Estate planning isn't glamorous, and most people put it off until something forces their hand — a health scare, the death of a parent, or a letter from the bank. By then, the mistakes are already baked in. Here are the five errors we see most often, and what they actually cost families.
1. Using a DIY Will or Online Template
Online will kits and fill-in-the-blank forms seem like a bargain. They're not. State laws vary significantly in how wills must be signed, witnessed, and notarized. A single procedural error can invalidate the entire document, sending your estate through intestacy laws — meaning the state decides who gets your assets, not you.
We've seen families spend $15,000 or more in probate litigation because a homemade will was ambiguous about who should inherit the family home. The cost of a properly drafted will or trust is a fraction of what a court battle costs.
2. Creating a Trust but Never Funding It
You paid an attorney to draft a beautiful revocable living trust. You signed it, put it in a safe, and felt relieved. But your home is still titled in your name. Your bank accounts are still in your name. When you die, all of those assets go through probate anyway.
A trust only works if your assets are actually inside it. Funding a trust — retitling property, updating account registrations — is the step most people skip, and it's the step that matters most.

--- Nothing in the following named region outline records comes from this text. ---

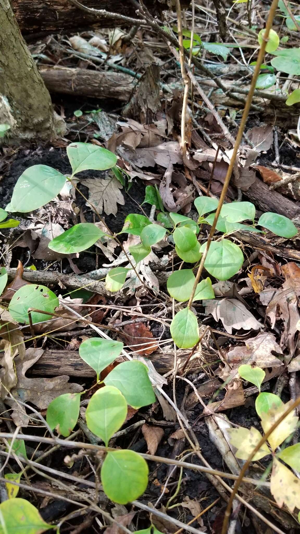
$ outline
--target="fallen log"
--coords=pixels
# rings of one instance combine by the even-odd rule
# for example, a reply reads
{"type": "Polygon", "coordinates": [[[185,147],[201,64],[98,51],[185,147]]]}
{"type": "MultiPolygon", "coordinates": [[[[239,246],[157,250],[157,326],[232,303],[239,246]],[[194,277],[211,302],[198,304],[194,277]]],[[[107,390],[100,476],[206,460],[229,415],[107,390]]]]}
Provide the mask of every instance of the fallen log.
{"type": "Polygon", "coordinates": [[[93,98],[116,98],[127,102],[138,80],[113,70],[51,67],[40,73],[50,92],[63,93],[93,98]]]}

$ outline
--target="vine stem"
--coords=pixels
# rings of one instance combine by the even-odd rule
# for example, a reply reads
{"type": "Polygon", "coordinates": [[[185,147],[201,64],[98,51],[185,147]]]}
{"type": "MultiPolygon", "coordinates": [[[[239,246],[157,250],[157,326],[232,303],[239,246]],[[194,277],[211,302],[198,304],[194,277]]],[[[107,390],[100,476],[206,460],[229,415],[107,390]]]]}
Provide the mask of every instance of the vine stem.
{"type": "Polygon", "coordinates": [[[270,33],[270,30],[272,28],[272,26],[273,24],[273,20],[275,16],[275,12],[276,11],[278,3],[278,0],[273,0],[273,2],[272,3],[270,9],[263,42],[262,43],[260,48],[259,49],[259,52],[258,53],[258,56],[257,57],[256,65],[255,66],[255,69],[254,70],[254,73],[253,74],[253,77],[252,78],[252,80],[251,82],[251,85],[250,87],[249,94],[246,103],[245,107],[243,112],[243,115],[241,120],[240,128],[239,128],[239,131],[238,132],[238,135],[236,136],[235,143],[234,143],[234,146],[233,147],[233,152],[230,160],[229,167],[228,168],[228,170],[226,175],[226,178],[224,181],[224,184],[221,192],[220,200],[219,200],[219,203],[218,205],[218,207],[217,208],[217,211],[216,211],[216,215],[215,216],[214,222],[212,223],[212,225],[211,226],[211,229],[209,233],[209,235],[208,236],[208,239],[207,240],[206,248],[203,253],[200,264],[198,268],[198,271],[196,275],[196,279],[195,280],[195,283],[194,284],[194,287],[193,287],[192,294],[190,297],[190,300],[188,301],[188,303],[187,304],[187,307],[188,308],[191,308],[191,307],[192,305],[193,302],[193,299],[194,298],[195,293],[196,292],[196,289],[197,288],[197,286],[198,285],[198,282],[199,281],[200,277],[202,273],[204,262],[206,260],[206,257],[207,256],[207,254],[209,250],[209,247],[210,246],[210,244],[211,242],[212,238],[214,237],[214,234],[215,233],[215,231],[216,230],[216,226],[218,222],[219,215],[220,215],[220,211],[221,211],[221,208],[223,205],[223,203],[227,192],[227,190],[228,189],[229,183],[230,182],[230,179],[231,178],[231,175],[232,174],[232,172],[233,171],[233,168],[235,164],[235,160],[236,159],[236,156],[238,155],[239,148],[240,147],[240,144],[242,139],[243,134],[246,125],[247,120],[248,119],[249,112],[250,111],[250,109],[251,107],[252,99],[253,98],[254,91],[255,90],[255,85],[256,84],[256,81],[257,80],[257,77],[258,76],[258,74],[259,74],[259,71],[260,70],[260,65],[262,65],[262,63],[263,63],[264,58],[265,56],[265,51],[267,42],[269,34],[270,33]]]}
{"type": "MultiPolygon", "coordinates": [[[[276,0],[276,2],[277,2],[277,0],[276,0]]],[[[251,461],[253,457],[259,450],[262,445],[263,445],[264,443],[267,441],[268,437],[269,437],[270,434],[272,434],[273,430],[274,430],[275,429],[277,428],[278,425],[283,420],[283,419],[285,419],[287,415],[288,415],[289,413],[292,412],[293,410],[295,410],[295,409],[296,408],[299,404],[300,404],[300,397],[298,397],[296,399],[296,400],[295,400],[295,402],[293,402],[292,404],[290,404],[290,406],[288,407],[288,408],[287,408],[287,410],[286,410],[286,411],[283,412],[282,415],[281,415],[280,417],[279,417],[277,419],[277,420],[275,421],[274,424],[272,425],[272,426],[269,429],[267,432],[266,432],[265,434],[262,437],[262,439],[259,441],[258,443],[257,443],[257,445],[256,445],[255,448],[253,449],[252,452],[249,454],[248,459],[246,460],[242,469],[241,469],[241,472],[239,475],[239,477],[237,478],[234,484],[234,485],[232,490],[232,492],[230,495],[230,498],[228,501],[228,504],[225,514],[224,519],[223,521],[223,525],[222,527],[222,531],[221,532],[221,534],[226,534],[228,522],[229,520],[229,518],[230,517],[230,514],[231,512],[231,507],[232,506],[233,499],[234,499],[236,492],[239,489],[239,486],[241,484],[241,482],[242,482],[242,480],[243,479],[245,473],[246,472],[247,469],[248,468],[250,465],[250,464],[251,461]]]]}

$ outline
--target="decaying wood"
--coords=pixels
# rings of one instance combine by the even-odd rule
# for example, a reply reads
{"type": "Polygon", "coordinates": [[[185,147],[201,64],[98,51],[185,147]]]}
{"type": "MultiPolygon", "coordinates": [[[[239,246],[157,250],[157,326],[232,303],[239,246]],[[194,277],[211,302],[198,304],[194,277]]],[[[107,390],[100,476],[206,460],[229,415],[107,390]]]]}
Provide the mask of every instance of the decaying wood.
{"type": "MultiPolygon", "coordinates": [[[[179,362],[179,371],[190,352],[190,350],[178,351],[177,362],[179,362]]],[[[152,352],[149,360],[160,374],[164,374],[173,368],[174,353],[152,352]]],[[[116,361],[123,362],[124,359],[119,358],[116,361]]],[[[192,360],[189,365],[189,372],[199,371],[202,369],[202,365],[203,362],[199,358],[192,360]]],[[[57,376],[66,374],[68,376],[87,378],[96,376],[94,371],[81,359],[79,352],[75,350],[44,351],[38,361],[28,371],[28,374],[30,373],[42,376],[57,376]]]]}
{"type": "Polygon", "coordinates": [[[93,98],[129,99],[137,83],[132,76],[113,70],[96,72],[84,69],[50,67],[40,73],[50,92],[93,98]]]}

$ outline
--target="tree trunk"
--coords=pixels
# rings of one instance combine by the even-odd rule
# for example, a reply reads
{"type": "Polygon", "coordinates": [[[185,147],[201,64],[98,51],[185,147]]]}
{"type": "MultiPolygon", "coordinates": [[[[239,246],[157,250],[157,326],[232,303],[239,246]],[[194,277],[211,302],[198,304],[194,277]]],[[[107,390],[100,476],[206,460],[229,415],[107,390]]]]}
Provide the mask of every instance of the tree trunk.
{"type": "Polygon", "coordinates": [[[56,121],[50,96],[8,0],[0,0],[0,123],[10,126],[13,142],[49,139],[56,121]]]}

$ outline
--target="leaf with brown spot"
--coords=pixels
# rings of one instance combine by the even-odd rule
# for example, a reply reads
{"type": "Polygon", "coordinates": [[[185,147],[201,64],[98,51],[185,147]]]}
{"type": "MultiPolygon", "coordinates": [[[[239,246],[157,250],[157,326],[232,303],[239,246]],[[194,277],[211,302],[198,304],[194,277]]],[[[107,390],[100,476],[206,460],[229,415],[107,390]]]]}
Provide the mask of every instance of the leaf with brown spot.
{"type": "Polygon", "coordinates": [[[160,427],[150,427],[148,425],[143,425],[141,431],[144,436],[148,450],[151,454],[155,454],[160,442],[162,439],[164,432],[160,427]]]}
{"type": "Polygon", "coordinates": [[[158,347],[150,328],[143,323],[126,325],[123,331],[120,331],[120,336],[131,350],[139,355],[151,354],[158,347]]]}

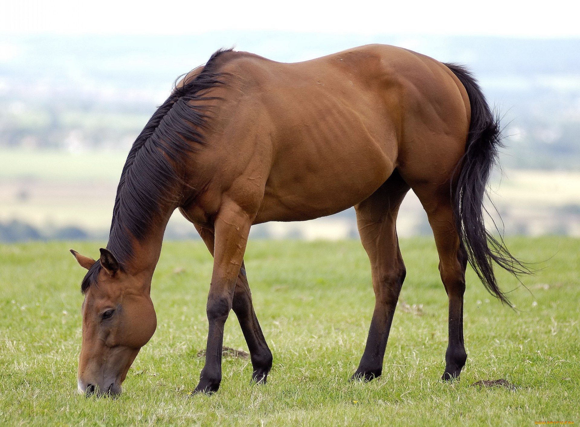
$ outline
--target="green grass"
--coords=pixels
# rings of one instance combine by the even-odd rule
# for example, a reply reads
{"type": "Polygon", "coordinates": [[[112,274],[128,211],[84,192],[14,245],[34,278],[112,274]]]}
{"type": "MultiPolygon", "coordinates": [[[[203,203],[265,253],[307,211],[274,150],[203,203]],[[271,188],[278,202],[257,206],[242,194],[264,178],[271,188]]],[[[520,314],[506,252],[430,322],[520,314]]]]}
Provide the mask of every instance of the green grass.
{"type": "MultiPolygon", "coordinates": [[[[274,353],[266,385],[245,360],[225,359],[220,390],[188,397],[203,361],[212,260],[201,242],[165,244],[153,280],[158,325],[119,399],[76,392],[83,270],[64,243],[0,246],[0,424],[116,425],[532,425],[574,421],[580,402],[580,240],[512,238],[525,259],[549,259],[501,306],[468,273],[461,381],[439,380],[447,298],[427,238],[401,243],[407,266],[383,377],[349,382],[362,354],[374,296],[360,243],[252,241],[246,267],[274,353]],[[180,273],[179,269],[184,271],[180,273]],[[547,286],[546,286],[547,285],[547,286]],[[535,302],[535,303],[534,303],[535,302]],[[480,379],[517,386],[481,389],[480,379]]],[[[96,256],[97,243],[75,243],[96,256]]],[[[499,274],[503,287],[517,283],[499,274]]],[[[224,345],[247,350],[235,316],[224,345]]]]}

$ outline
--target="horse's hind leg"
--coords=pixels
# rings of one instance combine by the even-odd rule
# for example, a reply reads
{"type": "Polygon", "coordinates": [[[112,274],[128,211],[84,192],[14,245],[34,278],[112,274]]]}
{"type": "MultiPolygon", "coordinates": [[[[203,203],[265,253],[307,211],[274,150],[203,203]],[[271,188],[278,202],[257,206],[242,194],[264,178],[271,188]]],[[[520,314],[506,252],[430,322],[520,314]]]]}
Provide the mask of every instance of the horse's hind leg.
{"type": "Polygon", "coordinates": [[[389,332],[406,274],[395,223],[408,190],[396,170],[378,190],[355,207],[361,241],[371,260],[375,301],[367,346],[353,379],[370,381],[382,372],[389,332]]]}
{"type": "MultiPolygon", "coordinates": [[[[197,225],[195,228],[213,256],[215,240],[213,231],[197,225]]],[[[240,328],[250,350],[250,359],[253,368],[252,378],[258,383],[265,383],[268,373],[272,367],[272,353],[266,342],[254,312],[252,293],[248,284],[245,266],[243,262],[235,283],[232,309],[238,317],[240,328]]]]}
{"type": "Polygon", "coordinates": [[[427,212],[439,254],[439,272],[449,299],[449,343],[445,354],[442,378],[458,378],[465,365],[463,343],[463,294],[467,257],[459,240],[452,208],[448,184],[422,184],[413,190],[427,212]]]}

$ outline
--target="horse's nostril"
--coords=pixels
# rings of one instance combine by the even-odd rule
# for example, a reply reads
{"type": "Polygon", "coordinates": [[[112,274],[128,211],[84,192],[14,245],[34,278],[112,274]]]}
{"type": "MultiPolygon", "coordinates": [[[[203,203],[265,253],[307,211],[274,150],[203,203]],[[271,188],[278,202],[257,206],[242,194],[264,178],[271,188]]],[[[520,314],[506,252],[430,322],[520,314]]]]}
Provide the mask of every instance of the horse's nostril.
{"type": "Polygon", "coordinates": [[[95,393],[96,390],[96,387],[94,384],[88,384],[86,386],[86,390],[85,391],[85,395],[88,397],[95,393]]]}

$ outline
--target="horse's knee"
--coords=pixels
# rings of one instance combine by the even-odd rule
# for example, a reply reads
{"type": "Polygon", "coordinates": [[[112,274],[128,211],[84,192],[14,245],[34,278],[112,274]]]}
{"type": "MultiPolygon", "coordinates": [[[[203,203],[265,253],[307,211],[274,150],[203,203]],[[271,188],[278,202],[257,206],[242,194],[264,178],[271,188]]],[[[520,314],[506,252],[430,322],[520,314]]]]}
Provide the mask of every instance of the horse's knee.
{"type": "Polygon", "coordinates": [[[208,299],[206,312],[208,320],[210,321],[223,320],[227,319],[230,310],[231,309],[231,303],[226,298],[219,296],[208,299]]]}
{"type": "Polygon", "coordinates": [[[406,275],[404,266],[380,273],[377,277],[378,286],[375,290],[376,298],[385,303],[396,301],[406,275]]]}

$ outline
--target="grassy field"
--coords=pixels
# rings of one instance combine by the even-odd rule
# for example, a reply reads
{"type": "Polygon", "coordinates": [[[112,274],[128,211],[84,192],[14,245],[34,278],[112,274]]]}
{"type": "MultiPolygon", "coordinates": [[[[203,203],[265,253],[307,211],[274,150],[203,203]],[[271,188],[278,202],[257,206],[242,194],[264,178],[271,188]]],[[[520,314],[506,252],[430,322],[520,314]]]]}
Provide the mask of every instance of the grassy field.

3. Forgetting Beneficiary Designations
Retirement accounts, life insurance policies, and annuities pass by beneficiary designation, not by your will or trust. If your ex-spouse is still listed as the beneficiary on your 401(k) from ten years ago, that's who receives the money — regardless of what your current will says.
Review beneficiary designations every time you experience a major life event: marriage, divorce, birth of a child, or death of a named beneficiary.
4. Ignoring Incapacity Planning
Estate planning isn't just about what happens when you die. What happens if you suffer a stroke, develop dementia, or are in a serious accident and can't make decisions for yourself?
Without a durable power of attorney and a healthcare surrogate designation, your family may have to petition the court for guardianship — a process that can take months, cost thousands in legal fees, and strip you of the ability to choose who makes decisions on your behalf.
5. Never Updating the Plan
An estate plan is not a one-and-done document. Life changes — marriages, divorces, births, deaths, buying or selling property, changes in tax law — and your plan needs to change with it. We recommend reviewing your estate plan every two to three years, or immediately after any major life event.
A will written before your second marriage, before your youngest child was born, or before you bought your current home is almost certainly outdated. Outdated plans create exactly the kind of family conflict and legal expense that good planning is supposed to prevent.
The Bottom Line
Estate planning mistakes rarely show up until it's too late to fix them. The good news is that every one of these errors is preventable with a modest investment of time and professional guidance. If you haven't reviewed your plan recently — or if you don't have one at all — now is the time to start.